Due Tuesday, November 25 at the beginning of class
Out of Order Execution
Remember the SAXPY loop:
#0: ldf X(r1),f0
#1: mulf f0,f2,f4
#2: ldf Y(r1),f6
#3: addf f4,f6,f8
#4: stf f8,Z(r1)
#5: addi r1,#4,r1
#6: blt r1,r2,#0
General assumptions: branches are always predicted as taken, mulf latency is 5 cycles, addf latency is 2 cycles (both pipelined), and all other operations execute in a single cycle. The machine is 1-wide (i.e., only one operation can be in any stage in a given cycle, unless it's in a pipelined functional unit like one of the floating point units).
Your job is to draw timing diagrams like those I have shown in
class for two full iterations of the loop (12 instructions total).
In each case, you need to show only the instruction status portion, as
shown for the first two instructions below. You do not need to show
the functional unit status tables or reservation stations, since these
change cycle-by-cycle.
| instruction |
|
|
|
|
| ldf X(r1),f0 |
|
|
|
|
| mulf f0,f2,f4 |
|
|
|
|
NOTE: When drawing the timing diagrams, please try to be legible. The best idea is to use some software (e.g., word or excel) which can draw nice tables which you can then fill in.
1. Draw the timing diagram for a machine that uses a scoreboard with an infinite number of entries and an infinite number of functional units.
2. Draw the timing diagram for a machine that uses Tomasulo's algorithm using an infinite number of reservation stations.
3. Draw the timing diagram for a machine that uses Tomasulo's algorithm with an infinite number of reservation stations, but a 5-entry ROB.
4. Draw the timing diagram for the same machine as in question 3, but this time assume that the first instance of the branch blt was mis-predicted, such that the ROB had to be flushed and restarted before executing the second loop iteration.
5. If you did the diagrams correctly, you should have noticed that in a few instances there multiple instructions ready to issue in a single cycle. Because the machine you are hand-simulating is 1-wide, you had to choose one of these instructions and delay the issue of the other to the next cycle. When there are more instructions ready to issue than there are issue slots, the "scheduling policy" kicks in. The default scheduling policy is "oldest-first", if two instructions are ready to issue, the one that occurs earlier in the program wins. What is the rationale for this policy? (Hint: think about the scenario in which you have a ROB). The "oldest-first" policy is not always the best one from a performance standpoint, however.

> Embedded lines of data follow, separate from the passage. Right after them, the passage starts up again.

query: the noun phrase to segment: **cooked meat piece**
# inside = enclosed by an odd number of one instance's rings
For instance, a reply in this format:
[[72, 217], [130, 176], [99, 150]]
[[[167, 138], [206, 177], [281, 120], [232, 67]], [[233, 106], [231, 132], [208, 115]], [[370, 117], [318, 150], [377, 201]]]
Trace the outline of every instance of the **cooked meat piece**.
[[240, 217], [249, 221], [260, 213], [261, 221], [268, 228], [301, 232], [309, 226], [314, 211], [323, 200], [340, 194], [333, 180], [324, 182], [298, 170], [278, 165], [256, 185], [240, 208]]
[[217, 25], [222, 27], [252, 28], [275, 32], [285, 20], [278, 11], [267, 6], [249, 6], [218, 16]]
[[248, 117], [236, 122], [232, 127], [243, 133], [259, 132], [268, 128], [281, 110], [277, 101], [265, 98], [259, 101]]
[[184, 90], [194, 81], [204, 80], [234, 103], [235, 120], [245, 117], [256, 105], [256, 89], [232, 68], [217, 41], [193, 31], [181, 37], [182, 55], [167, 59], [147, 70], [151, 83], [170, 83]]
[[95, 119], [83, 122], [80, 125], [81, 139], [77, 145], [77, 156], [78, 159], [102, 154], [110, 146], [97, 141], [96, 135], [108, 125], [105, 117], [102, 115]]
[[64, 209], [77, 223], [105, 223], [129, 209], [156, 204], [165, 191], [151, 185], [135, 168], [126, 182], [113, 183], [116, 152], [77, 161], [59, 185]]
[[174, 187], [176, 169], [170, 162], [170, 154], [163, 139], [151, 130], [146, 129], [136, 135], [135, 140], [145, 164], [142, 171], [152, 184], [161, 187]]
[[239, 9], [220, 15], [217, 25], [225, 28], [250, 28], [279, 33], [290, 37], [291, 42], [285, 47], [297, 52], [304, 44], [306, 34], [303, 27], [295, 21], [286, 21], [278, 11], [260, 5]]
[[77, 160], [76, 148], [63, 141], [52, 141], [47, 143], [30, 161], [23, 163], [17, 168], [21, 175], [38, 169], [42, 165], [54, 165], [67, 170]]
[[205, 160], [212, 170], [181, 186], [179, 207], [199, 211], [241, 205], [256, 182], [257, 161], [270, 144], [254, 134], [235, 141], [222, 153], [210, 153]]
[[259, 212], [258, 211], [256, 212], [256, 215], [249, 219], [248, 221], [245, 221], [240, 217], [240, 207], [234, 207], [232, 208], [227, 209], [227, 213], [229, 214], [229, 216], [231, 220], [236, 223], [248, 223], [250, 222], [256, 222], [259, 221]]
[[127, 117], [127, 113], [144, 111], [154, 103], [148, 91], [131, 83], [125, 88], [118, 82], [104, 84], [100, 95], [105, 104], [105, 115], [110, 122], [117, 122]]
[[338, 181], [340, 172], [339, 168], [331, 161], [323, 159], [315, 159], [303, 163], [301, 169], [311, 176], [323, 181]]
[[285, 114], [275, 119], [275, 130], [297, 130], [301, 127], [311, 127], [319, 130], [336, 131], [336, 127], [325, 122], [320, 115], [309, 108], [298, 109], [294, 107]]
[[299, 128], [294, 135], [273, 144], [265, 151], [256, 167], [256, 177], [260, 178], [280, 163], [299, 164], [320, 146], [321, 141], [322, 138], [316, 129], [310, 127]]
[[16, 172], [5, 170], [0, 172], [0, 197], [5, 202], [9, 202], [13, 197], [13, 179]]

Can you construct an example in which the "oldest-first" policy might produce sub-optimal performance? (I want you to construct one, not to answer yes or no). What scheduling policy would be better in this case?
6. Consider a symmetric 4-wide (each pipeline stage can operate on up to 4 instructions in parallel) implementation of the MIPS R10000 algorithm with a 32-entry ROB and 16 reservation stations. Assume that each instruction can have a maximum of 2 register inputs and one register output.
Simulation (no actual programming this time)
For this part of the homework, you will be using sim-R10K, which simulates a dynamically scheduled superscalar processor with reservation stations, a ROB, MIPS R10K style register renaming, speculative execution with branch prediction, a full cache hierarchy, and load speculation. For the purposes of this assignment, you are not required to hack the simulator, only to run it. However, it may be a good idea to look at the file sim-R10K.c, just to see how the simulation is structured. This is especially important for those few of you who would like to use the timing simulator in your projects. The simulator has an outer loop that increments a cycle counter. Every cycle, it models each pipeline stage from the back of the pipeline to the front: commit, writeback, schedule, rename, and fetch. The simulator uses a "dirty" trick to speed up simulation: it executes in order during the rename stage and simply uses the subsequent out-of-order stages to model timing. You can learn more about sim-R10K on the SimpleScalar help page.
Configure the simulator to use the same cache parameters as you used in question 3 of homework #3 and the branch prediction parameters from part h of the same. Use the benchmark gcc with 2% sampling, 4% warmup and a 10M sampling granularity.
Here are some other settings for your runs:
8. Measure the impact of load scheduling policy. Rerun the out-of-order experiment with "opportunistic" load scheduling. What is the speedup?
9. Measure the impact of ROB/MOB size. Rerun the out-of-order experiments
with both "conservative" and "opportunistic" scheduling two more
times each: once with the ROB/MOB sizes doubled, and once with
those sizes halved. What are the speedups/slowdowns in each case? With
the six simulations you have now (3 ROB sizes and two load scheduling
policies), can you make a statement about which is more important to performance? Is
there some interaction between ROB size and load scheduling policy
(i.e., does a large ROB require one policy over another)?